ABSTRACT

This chapter frames the climate crisis as a problem of history and memory, making heritage work central to environmental and climate justice. The chapter considers climate denial as a form of historical denial, largely driven by the US, rooted in this country's deep culture of refusing to acknowledge and assume accountability for its global leadership in structural racism. It explores the potential of participatory public memory, drawing lessons from the environmental justice movement as well as heritage and public history, to confront that denial. In particular, it builds on the vision of the environmental justice movement that building an equitable future out of the world we have just destroyed requires redressing the historical inequities that brought us here, through reparations.
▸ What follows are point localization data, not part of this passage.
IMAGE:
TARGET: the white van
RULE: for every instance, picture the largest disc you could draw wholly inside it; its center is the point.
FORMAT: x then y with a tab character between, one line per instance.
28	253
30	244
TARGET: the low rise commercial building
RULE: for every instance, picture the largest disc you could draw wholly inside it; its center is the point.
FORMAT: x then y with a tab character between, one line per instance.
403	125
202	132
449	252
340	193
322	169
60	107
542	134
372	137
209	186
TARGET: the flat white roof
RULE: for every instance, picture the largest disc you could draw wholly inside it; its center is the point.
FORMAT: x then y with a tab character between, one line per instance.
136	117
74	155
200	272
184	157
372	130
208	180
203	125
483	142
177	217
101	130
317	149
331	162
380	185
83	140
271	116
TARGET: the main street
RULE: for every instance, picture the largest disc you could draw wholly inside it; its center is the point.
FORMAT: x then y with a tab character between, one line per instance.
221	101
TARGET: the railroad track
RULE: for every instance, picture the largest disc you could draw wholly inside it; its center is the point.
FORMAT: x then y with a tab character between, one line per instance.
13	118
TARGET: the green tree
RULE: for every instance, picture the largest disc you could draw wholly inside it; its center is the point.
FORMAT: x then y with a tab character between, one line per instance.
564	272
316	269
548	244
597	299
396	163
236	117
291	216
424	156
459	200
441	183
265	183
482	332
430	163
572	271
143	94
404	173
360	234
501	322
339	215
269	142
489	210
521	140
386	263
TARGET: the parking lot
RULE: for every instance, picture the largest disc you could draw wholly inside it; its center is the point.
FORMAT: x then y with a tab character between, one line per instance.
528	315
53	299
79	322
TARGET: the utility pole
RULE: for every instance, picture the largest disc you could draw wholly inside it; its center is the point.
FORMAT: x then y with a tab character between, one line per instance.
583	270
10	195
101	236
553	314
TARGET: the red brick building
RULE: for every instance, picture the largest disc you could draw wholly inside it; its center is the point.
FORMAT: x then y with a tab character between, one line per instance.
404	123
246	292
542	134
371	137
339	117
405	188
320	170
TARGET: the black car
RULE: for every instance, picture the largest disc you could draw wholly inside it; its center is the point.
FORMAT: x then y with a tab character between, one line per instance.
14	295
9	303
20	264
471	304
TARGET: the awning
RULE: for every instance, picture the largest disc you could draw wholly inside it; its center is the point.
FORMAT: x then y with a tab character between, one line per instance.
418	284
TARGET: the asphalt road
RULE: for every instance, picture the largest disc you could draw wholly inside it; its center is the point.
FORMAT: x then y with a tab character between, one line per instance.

The chapter shares stories from communities around the country that came together to create Climates of Inequality: Stories of Environmental Justice, a project through which students collaborated with frontline environmental justice organizers and community members to create public histories of environmental justice in their localities, and how these histories shaped climate change, in support of local and global campaigns for a Just Transition. The coalition applied environmental justice principles to heritage work, including EJ communities “speaking for ourselves”; building generative, not extractive, ways of sharing memories and knowledge; focusing on EJ communities themselves as the primary audience, as opposed to raising awareness among people more insulated from environmental harms; and building translocal solidarity by connecting local communities into a national coalition. Together their projects suggest possibilities for how participatory public memory can be activated in service of reparations and a Just Transition.